= Bobby Mohammed =

Trinidad and Tobago musician and pannist (1942–2021)

Lennox Sylvanus "Bobby" Mohammed (2 June 1942 - 25 May 2021) was a musician and pannist from Trinidad and Tobago. He was the youngest arranger to win Panorama.

==Career==
Lennox Mohammed was born on 2 June 1942 in Siparia; his family moved to Mon Repos in San Fernando when he was nine years old. He attended Presentation College, and was a founding member of the Gondoliers steelband. He left and founded the Cavaliers in 1961 with 18 pannists. Later that year, the Gondoliers and the Cavaliers faced each other in a competition to win sponsorship from Guinness Caribbean Ltd, with the Cavaliers winning. The Cavaliers went on to win the 1964 Southern Steelband Competition. In 1965, the Cavaliers took first place at the Panorama competition, making Mohammed the youngest arranger to win.

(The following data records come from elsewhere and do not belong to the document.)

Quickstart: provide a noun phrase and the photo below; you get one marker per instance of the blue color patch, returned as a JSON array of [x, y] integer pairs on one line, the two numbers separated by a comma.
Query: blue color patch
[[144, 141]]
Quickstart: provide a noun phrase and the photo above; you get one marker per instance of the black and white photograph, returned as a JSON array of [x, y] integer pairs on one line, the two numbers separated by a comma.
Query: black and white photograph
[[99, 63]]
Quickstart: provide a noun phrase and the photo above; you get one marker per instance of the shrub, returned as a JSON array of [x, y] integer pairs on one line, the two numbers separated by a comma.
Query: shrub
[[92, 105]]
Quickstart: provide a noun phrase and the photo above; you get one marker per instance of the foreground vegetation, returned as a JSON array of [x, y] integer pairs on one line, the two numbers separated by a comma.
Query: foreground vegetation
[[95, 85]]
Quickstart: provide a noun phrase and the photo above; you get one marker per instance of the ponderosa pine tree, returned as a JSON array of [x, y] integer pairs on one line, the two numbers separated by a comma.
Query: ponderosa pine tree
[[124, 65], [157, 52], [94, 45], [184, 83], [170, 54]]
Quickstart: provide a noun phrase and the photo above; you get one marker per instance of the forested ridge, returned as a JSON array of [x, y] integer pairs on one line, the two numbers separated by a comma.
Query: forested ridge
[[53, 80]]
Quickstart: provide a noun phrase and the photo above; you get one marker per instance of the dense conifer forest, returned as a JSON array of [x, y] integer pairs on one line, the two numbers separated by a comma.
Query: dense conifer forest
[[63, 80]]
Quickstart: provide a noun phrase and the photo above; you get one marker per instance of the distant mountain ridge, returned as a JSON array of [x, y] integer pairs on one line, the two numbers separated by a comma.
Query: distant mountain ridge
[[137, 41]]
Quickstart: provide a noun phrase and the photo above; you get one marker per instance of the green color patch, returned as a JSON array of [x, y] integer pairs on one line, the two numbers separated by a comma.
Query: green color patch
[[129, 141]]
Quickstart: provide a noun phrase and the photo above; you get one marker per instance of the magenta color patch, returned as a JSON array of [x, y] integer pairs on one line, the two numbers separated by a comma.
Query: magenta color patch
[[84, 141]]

After placing second in 1966, Mohammed and the Cavaliers finished first again in 1967.

Mohammed was awarded the Gold Hummingbird Medal in 1992. In 2019, the Harris Promenade East Street in San Fernando was renamed the Lennox "Bobby" Mohammed Street in his honour.

Mohammed died on 25 May 2021 at the San Fernando General Hospital after experiencing kidney failure. His funeral was held on 1 June.